Аня посмотрела на Максима в надежде увидеть сочувствие, однако Максим в эти минуты был рассеян – явно думал о полотнах Берга, которые сейчас в одном из соседних помещений рассматривала его мама.
– Это «Площадь Святого Петра в Риме» Григория Чернецова, – Елена Яковлевна ответила с недовольством, почти возбуждённо, и дальше говорила так, будто отчитывала Диму за проступок или несусветную глупость. – Если вы, молодой человек, побываете в Риме, то увидите, что такой вид на площадь не открывается. С точки, откуда рисовал Чернецов, фасад полностью закрывает купол, понимаете? Он рисовал реальные объекты, но в сущности создавал собственный мир, свою перспективу. И никаким современным объективом вот это всё, – Елена Яковлевна повела рукой возле картины, – не уместить в одну фотографию. Понимаете?
Дима, насупившись, кивнул. Не любил, когда его отчитывают при других. Пожалел о своём неловком замечании.
– Видите колоннаду собора Святого Петра? Она огромная, необъятная! Колоннада нашего Казанского собора более… человечная, её можно охватить взглядом. Она… она похожа на простёртые руки. Но в Риме это уже вселенский размах! Никак, ничем не объять. Только кистью Чернецова.
Хранитель ненадолго умолкла, и Аня постаралась смягчить Димину ошибку – завела разговор о том, до чего, должно быть, хорошо работать здесь и в тишине, без помех изучать искусство.

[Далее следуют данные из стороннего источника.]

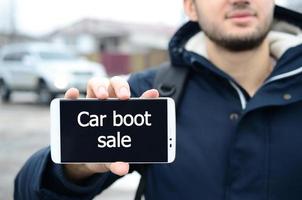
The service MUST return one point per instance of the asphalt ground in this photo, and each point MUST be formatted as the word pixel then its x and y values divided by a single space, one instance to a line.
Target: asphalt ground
pixel 24 129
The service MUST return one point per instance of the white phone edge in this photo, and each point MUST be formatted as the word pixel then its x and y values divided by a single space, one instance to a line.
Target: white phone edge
pixel 55 141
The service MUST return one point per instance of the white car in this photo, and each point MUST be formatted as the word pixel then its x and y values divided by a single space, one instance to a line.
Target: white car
pixel 43 68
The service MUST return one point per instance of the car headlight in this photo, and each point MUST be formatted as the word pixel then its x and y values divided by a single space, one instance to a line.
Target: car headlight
pixel 61 82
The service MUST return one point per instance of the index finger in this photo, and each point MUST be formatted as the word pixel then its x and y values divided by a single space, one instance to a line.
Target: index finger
pixel 119 88
pixel 98 88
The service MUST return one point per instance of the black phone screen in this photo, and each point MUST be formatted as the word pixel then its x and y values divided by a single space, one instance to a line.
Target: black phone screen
pixel 114 130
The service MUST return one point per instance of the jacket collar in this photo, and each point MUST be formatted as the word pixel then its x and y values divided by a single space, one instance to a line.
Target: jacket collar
pixel 286 33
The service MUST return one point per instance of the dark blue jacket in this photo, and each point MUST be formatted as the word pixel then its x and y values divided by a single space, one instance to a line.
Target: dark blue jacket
pixel 229 145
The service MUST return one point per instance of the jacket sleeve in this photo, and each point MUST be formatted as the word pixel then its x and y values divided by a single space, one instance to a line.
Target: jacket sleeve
pixel 40 178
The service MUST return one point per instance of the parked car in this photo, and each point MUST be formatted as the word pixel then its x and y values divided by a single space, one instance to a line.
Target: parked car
pixel 43 68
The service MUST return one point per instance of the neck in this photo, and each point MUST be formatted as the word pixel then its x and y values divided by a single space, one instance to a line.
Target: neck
pixel 248 68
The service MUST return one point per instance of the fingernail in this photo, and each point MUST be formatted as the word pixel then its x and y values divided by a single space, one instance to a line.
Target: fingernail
pixel 102 90
pixel 124 91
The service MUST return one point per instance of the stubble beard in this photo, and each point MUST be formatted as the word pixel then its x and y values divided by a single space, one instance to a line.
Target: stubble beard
pixel 235 43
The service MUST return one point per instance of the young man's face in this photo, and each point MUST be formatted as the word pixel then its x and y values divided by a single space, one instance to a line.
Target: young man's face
pixel 236 25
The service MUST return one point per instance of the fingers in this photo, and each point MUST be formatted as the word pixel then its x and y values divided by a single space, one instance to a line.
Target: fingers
pixel 72 93
pixel 103 88
pixel 119 88
pixel 153 93
pixel 98 88
pixel 118 168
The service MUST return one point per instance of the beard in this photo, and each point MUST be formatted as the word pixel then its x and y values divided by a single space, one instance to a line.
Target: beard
pixel 233 42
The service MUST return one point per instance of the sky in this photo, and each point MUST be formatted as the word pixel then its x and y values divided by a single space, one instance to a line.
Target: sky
pixel 37 17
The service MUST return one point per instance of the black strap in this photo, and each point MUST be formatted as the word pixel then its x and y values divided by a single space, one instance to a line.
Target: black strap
pixel 169 81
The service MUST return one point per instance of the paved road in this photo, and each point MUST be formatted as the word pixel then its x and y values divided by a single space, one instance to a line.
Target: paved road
pixel 24 129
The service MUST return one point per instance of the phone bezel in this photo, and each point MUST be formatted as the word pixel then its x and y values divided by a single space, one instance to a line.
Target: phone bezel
pixel 55 141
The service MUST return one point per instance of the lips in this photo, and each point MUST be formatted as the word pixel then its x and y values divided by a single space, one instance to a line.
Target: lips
pixel 240 14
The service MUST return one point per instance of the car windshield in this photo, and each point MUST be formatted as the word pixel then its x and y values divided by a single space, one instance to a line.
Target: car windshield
pixel 52 55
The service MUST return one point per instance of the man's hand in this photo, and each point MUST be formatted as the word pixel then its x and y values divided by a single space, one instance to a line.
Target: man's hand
pixel 115 87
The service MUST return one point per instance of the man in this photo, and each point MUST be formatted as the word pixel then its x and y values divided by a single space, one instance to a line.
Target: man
pixel 239 120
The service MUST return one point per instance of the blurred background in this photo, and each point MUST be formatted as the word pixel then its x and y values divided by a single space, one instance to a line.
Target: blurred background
pixel 47 46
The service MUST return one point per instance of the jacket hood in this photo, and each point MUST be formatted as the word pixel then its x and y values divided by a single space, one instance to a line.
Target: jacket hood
pixel 286 33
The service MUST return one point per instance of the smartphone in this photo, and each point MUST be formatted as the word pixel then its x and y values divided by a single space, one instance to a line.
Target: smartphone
pixel 102 131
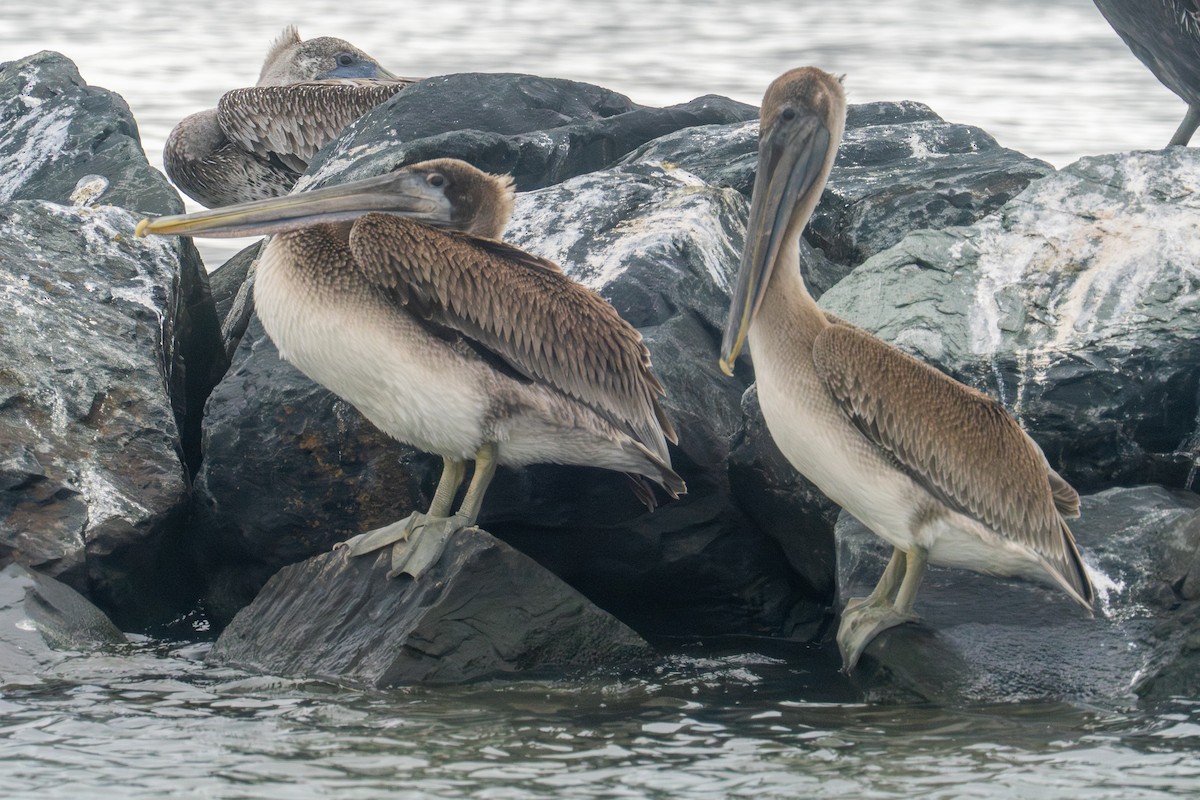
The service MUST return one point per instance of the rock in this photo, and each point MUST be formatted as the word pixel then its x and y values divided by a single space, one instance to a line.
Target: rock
pixel 66 619
pixel 541 131
pixel 90 463
pixel 990 639
pixel 900 168
pixel 1073 306
pixel 233 294
pixel 70 143
pixel 109 349
pixel 485 609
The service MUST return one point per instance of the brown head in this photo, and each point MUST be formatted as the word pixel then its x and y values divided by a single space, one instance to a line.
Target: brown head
pixel 443 193
pixel 803 116
pixel 294 60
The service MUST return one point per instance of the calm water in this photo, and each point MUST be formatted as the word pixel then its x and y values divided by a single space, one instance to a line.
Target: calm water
pixel 1045 77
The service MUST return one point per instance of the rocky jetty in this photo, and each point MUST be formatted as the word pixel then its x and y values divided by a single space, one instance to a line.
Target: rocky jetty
pixel 160 457
pixel 108 346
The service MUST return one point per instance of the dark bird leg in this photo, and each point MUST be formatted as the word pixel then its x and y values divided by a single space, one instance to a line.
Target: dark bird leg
pixel 1187 127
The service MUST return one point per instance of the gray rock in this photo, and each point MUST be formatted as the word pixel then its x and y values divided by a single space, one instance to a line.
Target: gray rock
pixel 109 349
pixel 66 619
pixel 988 639
pixel 900 168
pixel 541 131
pixel 1075 306
pixel 903 168
pixel 91 450
pixel 64 140
pixel 485 609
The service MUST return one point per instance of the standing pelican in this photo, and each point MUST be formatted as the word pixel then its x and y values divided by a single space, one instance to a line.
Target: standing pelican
pixel 258 140
pixel 937 469
pixel 1165 36
pixel 395 293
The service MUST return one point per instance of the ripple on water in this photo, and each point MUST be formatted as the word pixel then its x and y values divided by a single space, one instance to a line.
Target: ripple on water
pixel 744 726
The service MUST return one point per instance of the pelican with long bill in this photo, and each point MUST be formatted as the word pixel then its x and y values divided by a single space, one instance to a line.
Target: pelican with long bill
pixel 396 294
pixel 936 469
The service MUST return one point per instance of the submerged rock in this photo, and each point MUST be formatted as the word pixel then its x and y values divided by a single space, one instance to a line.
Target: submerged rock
pixel 1075 306
pixel 990 639
pixel 484 609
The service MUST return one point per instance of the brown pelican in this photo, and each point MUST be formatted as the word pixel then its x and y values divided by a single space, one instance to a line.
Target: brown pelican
pixel 395 293
pixel 258 140
pixel 1165 36
pixel 937 469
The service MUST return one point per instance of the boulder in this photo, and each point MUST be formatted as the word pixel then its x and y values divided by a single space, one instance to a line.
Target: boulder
pixel 484 609
pixel 900 168
pixel 1074 306
pixel 541 131
pixel 108 348
pixel 61 139
pixel 42 624
pixel 990 639
pixel 659 245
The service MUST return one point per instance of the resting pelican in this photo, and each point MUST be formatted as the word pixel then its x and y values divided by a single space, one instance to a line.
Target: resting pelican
pixel 395 293
pixel 937 469
pixel 1165 36
pixel 258 140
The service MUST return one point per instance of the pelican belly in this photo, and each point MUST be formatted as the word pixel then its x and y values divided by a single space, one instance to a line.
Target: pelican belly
pixel 823 446
pixel 409 384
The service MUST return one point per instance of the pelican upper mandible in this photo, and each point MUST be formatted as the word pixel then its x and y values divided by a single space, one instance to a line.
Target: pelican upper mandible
pixel 258 140
pixel 936 469
pixel 395 293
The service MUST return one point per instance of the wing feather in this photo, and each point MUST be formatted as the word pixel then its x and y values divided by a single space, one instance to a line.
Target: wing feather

– Мне повезло, в моём фонде только восемнадцатый век и первая половина девятнадцатого, – устало улыбнулась Елена Яковлевна. – Потом живопись стала другой. Колодники, распутица, нищета, смерть… А здесь ещё погода хорошая, на деревьях – неопавшие листья. Мир, приподнятый над обыденностью. И в пейзажах, и в портретах. А главное, тут много картин-изгнанников. Некоторые полотна выезжают на выставки, иногда попадают на экспозицию. Но основная часть всегда живёт здесь. И мне это нравится. У них какая-то особая сила. Это как у Толстого: на Элен был «лак от всех тысяч взглядов, скользивших по её телу, а Наташа казалась девочкой, которую в первый раз оголили». Тут то же самое. Полотна, которые висят в фонде, сохраняют какую-то нетронутость, чистоту.